I think it’s less about knowing things, because a lot of what I’m talking about we already know, and it’s just a matter of, How often does that come into your brain? I’m looking for a more holistic and present and permanent consideration, rather than, Oh, I know that fact, or, I heard someone mention in an article that doctors under-prescribe to Black women. I think sometimes we can get lost under facts; the physicality of an individual Black woman can get lost under that, so for me, it’s really just about paying attention to the person in front of you. I told a story about when I was walking to a reading and a white woman bumped into me, and then I saw her at the reading and it was just like, okay, you’re into this and you’re digging in and you’re thanking me for my words, but then as soon as we leave this bookstore, you’re bumping into a Black woman and not apologizing. Are you carrying that information in the world?

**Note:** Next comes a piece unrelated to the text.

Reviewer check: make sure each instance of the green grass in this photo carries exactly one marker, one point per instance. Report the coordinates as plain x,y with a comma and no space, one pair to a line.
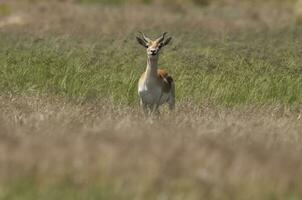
242,69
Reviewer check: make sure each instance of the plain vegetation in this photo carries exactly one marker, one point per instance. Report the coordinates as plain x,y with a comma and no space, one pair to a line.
70,126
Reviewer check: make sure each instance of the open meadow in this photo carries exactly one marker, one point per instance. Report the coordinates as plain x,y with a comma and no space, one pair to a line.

In the book, I quote some work from the ’60s about Black women battling low self-esteem because of the effects of slavery and the way that Black women’s bodies and minds have been disregarded. There is an understanding of that, but not so much a linking of it to our dailiness and what that does to our daily self-esteem. It’s like, I’m less inclined to go on online dating, you know what I mean? It’s really like, what are my daily and small interactions? How are they affected by these things? I think that’s something that we don’t understand as much or care to consider as much because it’s easier to see broad strokes rather than the tiny things. Really, I just want folks to understand how much is being asked of us in terms of being strong and filling our own self-esteem. I was telling someone the other day, the only esteem I have is self-esteem, because it’s not like I’m getting it anywhere else. That’s another thing that’s so unreasonable of us as a country—to expect Black women to be so strong and so resilient, but not to refill us at all.

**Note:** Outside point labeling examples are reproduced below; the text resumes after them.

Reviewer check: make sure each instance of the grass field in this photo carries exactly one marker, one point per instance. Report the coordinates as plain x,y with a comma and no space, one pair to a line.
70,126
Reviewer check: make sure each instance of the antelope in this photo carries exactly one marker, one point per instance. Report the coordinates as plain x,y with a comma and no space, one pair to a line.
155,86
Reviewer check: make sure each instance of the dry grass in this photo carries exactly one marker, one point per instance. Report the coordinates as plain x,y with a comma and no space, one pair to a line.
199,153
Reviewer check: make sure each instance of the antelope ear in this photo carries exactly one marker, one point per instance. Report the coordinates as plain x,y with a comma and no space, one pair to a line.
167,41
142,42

What does safety look like to you these days?
I’ve been thinking a lot about that, actually. I mean, my apartment! [Laughs.] I was telling my therapist that I would love for my sense of safety to be able to travel with with me and be internal, but I have not yet achieved that. It feels very significant to me that I spend a lot of time decorating my apartment, and the way that I decorate it and organize it is based on wanting to be able to look somewhere and just think, Oh, that’s who I am and what I care about. It’s really about creating a space of non-judgement—creating a context where I make the most sense—because I think that’s really where the feeling of not being safe comes from. For me, it’s often about being misunderstood, which is a big fear of mine; the minute that you’re not understood, there is a potential threat. A lot of that has to do with wanting to assimilate and wanting people to think that I’m safe, but lately I’m just so aware of how hostile the world is, and nesting in my apartment has been such an antidote to that. I’m looking for ways to kind of carry that sense of home with me, because you can’t be comfortable in the world unless you’re comfortable at home, and if you’re not comfortable in your body, you can at least be comfortable in your home. I think the esteem really has to come from inside the house.
This conversation has been edited and condensed.